Methods/Statistics
Statistical inference and effect measures in abstracts of major HIV and AIDS journals, 1987-2022: A systematic review Andreas Stang* Andreas Stang Henning Schäfer Ahmad Idrissi-Yaghir Christoph M. Friedrich Matthew P. Fox
Introduction: With the emergence of HIV/AIDS journals, the development of the reporting of statistical inference and effect measures in published abstracts can be examined from the beginning in a new field. The aim of this study was to describe time trends of statistical inference and effect measure reporting in major HIV/AIDS journals.
Methods: We included 10 major HIV/AIDS journals as ranked by the journal citation report in 2022 and analyzed all available PubMed entries for the period 1987 through 2022. We applied rule-based text mining and machine learning methodology to detect the presence of confidence intervals, numerical p-values or comparisons of p-values with thresholds, language describing statistical significance, and effect measures for dichotomous outcomes.

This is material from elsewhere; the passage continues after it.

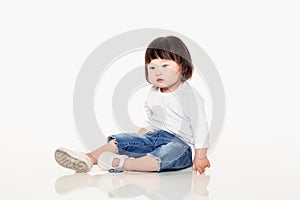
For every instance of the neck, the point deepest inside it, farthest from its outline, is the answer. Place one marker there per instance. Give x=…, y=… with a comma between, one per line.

Results: Among 41,730 PubMed entries from the major HIV/AIDS journals (AIDS, AIDS Behav, AIDS Patient Care STDS, AIDS Res Ther, Curr HIV/AIDS Rep, Current Opin HIV AIDS, HIV Med, J Acquir Immune Deifc Syndr, J Int AIDS Soc, Lancet HIV), 31,665 contained an abstract. In the early years, most abstracts reporting statistical inference contained only significance terminology without confidence intervals and p-values. From 1988 to 2005, each year 30% of all abstracts contained p-values without confidence intervals. Thereafter, this reporting style continued to decline. The reporting of confidence intervals increased steadily from 1988 (11%) to 2022 (56%). Of the 17% of abstracts in 2017-2022 that included any effect measure, half reported odds ratios (51%), followed by hazard ratios (28%) and risk ratios (16%). Difference measures and number needed to treat or harm were very uncommon.
Discussion: Within the HIV/AIDS literature, there has been widespread use of confidence intervals. Most of the journals that we reviewed had a decrease in reporting only statistical significance without confidence intervals over time. The distribution of p-values shows little indication of p-hacking and this distribution looks very similar to the p-value distribution in the entire PubMed database. The HIV literature appears to more rely on confidence intervals than the previously reviewed literature.